6 Tips To Handle Marriage Pressure

First Date ideas

After you propose and get engaged, something interesting happens: everyone is waiting for your marriage announcement. It’s almost as if you’ve just thrown your relationship into an irreversible state of vulnerability, requiring all of your friends and family to stick with you until the end.

My fiancé and I were thrilled to be freshly engaged and looking forward to spending the next year, if not longer, together. But for many around us, that wasn’t good enough. From my mother saying, “I hope you won’t wait too long,” to my grandfather practically walking up to us with his smartphone in hand and shouting, “Pick a date,” we saw the complete gamut of pressure.

Friends and family will use a variety of devious strategies to persuade you to rush your engagement, but I found that making these six remarks was the most courteous approach to relieve the marriage pressure and get people off our backs.

6 Ways to handle peer pressure for getting married

1. “We want to have a good time during the engagement.”

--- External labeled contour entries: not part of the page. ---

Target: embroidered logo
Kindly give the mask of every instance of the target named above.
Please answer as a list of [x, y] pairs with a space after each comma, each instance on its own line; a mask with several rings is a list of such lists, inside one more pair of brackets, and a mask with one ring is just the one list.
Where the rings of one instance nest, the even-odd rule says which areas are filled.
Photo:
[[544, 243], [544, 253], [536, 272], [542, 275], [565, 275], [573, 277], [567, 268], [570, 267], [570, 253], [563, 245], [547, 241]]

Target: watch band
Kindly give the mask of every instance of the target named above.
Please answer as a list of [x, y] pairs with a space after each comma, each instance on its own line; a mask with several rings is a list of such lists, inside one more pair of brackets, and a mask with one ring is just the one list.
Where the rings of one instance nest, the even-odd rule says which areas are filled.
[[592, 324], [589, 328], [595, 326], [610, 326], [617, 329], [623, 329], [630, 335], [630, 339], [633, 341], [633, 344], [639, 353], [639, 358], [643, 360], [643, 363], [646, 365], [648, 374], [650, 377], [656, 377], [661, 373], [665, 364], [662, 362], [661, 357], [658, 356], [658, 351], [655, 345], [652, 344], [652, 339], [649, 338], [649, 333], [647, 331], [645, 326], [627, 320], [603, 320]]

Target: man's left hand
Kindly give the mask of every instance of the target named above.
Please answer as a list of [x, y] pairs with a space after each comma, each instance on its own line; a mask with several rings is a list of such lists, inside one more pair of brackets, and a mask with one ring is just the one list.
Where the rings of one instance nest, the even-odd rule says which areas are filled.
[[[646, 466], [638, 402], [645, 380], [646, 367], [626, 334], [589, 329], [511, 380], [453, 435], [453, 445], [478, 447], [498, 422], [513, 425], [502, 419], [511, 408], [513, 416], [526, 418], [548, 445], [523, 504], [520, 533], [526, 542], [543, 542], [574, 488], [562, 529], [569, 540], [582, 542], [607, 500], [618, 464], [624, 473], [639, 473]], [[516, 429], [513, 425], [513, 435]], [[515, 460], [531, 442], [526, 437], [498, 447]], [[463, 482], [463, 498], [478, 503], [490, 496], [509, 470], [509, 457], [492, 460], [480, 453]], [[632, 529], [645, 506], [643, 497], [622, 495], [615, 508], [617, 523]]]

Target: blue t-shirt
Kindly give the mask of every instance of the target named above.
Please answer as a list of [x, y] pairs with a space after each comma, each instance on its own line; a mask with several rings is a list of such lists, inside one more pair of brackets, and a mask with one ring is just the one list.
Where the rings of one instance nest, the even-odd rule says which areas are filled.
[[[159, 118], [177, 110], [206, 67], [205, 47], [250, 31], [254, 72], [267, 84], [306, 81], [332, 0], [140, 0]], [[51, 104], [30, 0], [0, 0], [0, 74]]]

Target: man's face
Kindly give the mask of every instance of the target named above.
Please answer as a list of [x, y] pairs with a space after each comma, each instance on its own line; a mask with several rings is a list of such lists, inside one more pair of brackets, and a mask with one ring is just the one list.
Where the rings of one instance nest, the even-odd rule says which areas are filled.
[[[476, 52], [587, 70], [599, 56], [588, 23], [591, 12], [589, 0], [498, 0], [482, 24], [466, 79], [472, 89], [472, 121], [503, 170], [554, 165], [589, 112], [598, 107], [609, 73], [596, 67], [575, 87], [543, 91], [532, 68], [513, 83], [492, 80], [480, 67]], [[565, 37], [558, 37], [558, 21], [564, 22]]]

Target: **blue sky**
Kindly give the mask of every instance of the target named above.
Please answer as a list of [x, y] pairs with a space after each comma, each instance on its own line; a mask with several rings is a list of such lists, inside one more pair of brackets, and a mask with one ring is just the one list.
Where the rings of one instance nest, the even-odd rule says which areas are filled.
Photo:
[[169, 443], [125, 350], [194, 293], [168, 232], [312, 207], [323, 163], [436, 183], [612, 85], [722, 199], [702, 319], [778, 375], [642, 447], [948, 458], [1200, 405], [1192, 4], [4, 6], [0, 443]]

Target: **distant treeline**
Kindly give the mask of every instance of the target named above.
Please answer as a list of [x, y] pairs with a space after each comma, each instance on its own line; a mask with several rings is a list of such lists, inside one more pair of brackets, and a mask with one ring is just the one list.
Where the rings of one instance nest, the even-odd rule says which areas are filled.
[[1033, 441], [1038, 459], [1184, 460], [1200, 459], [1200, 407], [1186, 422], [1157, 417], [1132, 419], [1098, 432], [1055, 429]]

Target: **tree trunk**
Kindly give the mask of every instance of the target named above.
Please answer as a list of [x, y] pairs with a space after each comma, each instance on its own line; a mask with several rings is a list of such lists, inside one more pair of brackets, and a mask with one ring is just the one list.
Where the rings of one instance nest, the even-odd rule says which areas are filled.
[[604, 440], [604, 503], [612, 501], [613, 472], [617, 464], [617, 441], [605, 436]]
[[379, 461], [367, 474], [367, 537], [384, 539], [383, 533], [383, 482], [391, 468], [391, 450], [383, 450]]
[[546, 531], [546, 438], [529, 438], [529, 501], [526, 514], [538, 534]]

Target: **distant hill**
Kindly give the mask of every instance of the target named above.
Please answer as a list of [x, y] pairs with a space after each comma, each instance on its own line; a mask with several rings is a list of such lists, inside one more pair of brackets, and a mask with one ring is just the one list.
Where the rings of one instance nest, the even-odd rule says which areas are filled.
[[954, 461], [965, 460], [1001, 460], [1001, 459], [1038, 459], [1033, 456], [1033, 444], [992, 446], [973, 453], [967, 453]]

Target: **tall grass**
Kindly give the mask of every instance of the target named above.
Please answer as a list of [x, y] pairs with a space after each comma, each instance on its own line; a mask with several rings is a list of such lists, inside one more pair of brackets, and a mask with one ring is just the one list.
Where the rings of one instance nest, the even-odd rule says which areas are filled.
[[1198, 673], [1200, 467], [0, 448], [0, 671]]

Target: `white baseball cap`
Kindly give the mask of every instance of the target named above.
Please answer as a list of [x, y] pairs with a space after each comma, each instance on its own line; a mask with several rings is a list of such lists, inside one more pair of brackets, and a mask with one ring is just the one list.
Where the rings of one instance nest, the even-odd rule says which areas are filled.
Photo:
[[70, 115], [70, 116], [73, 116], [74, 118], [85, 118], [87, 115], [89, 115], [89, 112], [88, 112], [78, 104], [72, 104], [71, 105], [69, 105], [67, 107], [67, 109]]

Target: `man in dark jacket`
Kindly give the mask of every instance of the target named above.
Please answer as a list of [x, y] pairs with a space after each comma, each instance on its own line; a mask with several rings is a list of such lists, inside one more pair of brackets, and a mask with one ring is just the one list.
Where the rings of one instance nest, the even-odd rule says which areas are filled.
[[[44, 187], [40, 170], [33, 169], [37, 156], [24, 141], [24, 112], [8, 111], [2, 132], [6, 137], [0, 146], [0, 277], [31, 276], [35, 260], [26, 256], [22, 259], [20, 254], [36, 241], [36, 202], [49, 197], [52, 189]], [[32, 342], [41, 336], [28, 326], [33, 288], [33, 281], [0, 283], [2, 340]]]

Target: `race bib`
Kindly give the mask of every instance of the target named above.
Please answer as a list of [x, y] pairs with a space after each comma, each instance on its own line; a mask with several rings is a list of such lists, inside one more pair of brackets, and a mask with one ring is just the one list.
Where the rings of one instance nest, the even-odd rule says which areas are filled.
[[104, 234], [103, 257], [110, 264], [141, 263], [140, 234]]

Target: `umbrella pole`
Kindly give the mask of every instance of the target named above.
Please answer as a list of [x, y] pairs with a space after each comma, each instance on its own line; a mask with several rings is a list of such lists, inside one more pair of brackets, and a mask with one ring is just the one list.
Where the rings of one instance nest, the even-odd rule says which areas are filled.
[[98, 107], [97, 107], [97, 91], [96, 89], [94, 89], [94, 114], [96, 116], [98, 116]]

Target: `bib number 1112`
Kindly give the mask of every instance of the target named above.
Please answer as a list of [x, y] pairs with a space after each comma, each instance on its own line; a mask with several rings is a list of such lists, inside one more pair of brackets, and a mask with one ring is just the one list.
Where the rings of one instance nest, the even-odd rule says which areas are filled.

For around half of the people who inquire about the wedding date, this will enough. It appears innocent and sincere, yet it isn’t as successful as you might believe. This is how we gauge how enthusiastic people are about participating in this process. Don’t be surprised if a lot of people roll their eyes at you…

2. “We’re prioritizing our professional security.”

This one expresses some subtle intricacies that most people may relate to. Money is obviously a crucial part of a great, long-lasting relationship, but it is also necessary for wedding funding. By bringing up the fact that we were working together on something as lofty as our careers, we were able to shift the conversation away from our engagement, which was really no one’s business.

3. “We may be relocating shortly, so…”

This method has worked well with friends and immediate relatives, but not so well with grandparents or extended family members who are unfamiliar with your living circumstances. Grandparents come from a generation where picking a wedding date should be a breeze. The only thing the extended family needs to know is when the party will be held so that they can plan ahead.

We put this one to the test because we were seriously considering moving across the nation, rather than simply making it up. We figured we’d earn some compassion points because moving is one of the most stressful things a person can do.

4. “We’re putting together the perfect party.”

This one worked great for us because my fiancé and I split the planning of our wedding 50/50. Both of us have planned large-scale events that were well-attended or well-publicized, so the phrase “perfect celebration” carries a lot of weight in our circles. Because we were the ones putting everything together, it meant that the proper party would take time.

This put more pressure on us, but it was one we could take. We now had to plan a spectacular marriage.

5. ” there’s so much burden, so we might just elope “

This is the one most powerful thing you can say to elicit the greatest favourable response. People halt dead in their tracks when they assume you’re going to sprint off to Vegas or some courtroom to make it official. People that attempt to rush your engagement are blatantly selfish, so if they think they won’t be included because they’re rushing you too hard… voilà! The stress dissipates.

6. “We’re committed… so relax.”

When folks come around four or five times to inquire about a marriage date, it’s difficult not to become irritated. We did tell a few folks to cease asking us questions. The basic lesson is that no one should ever cause tension during your engagement, thus it’s critical to establish clear boundaries with others.

One thing that made me extremely pleased was not allowing anyone to influence our wedding timeline. If you let it happen, you’ll come to regret it for years.

Your engagement is a time when you and your significant other can properly figure out your values. It’s a chance for both of you to experience what married life is actually like. It’s never necessary to hasten it. This is a critical and precious time. Preserve it at all costs and you’ll get the benefits without a doubt.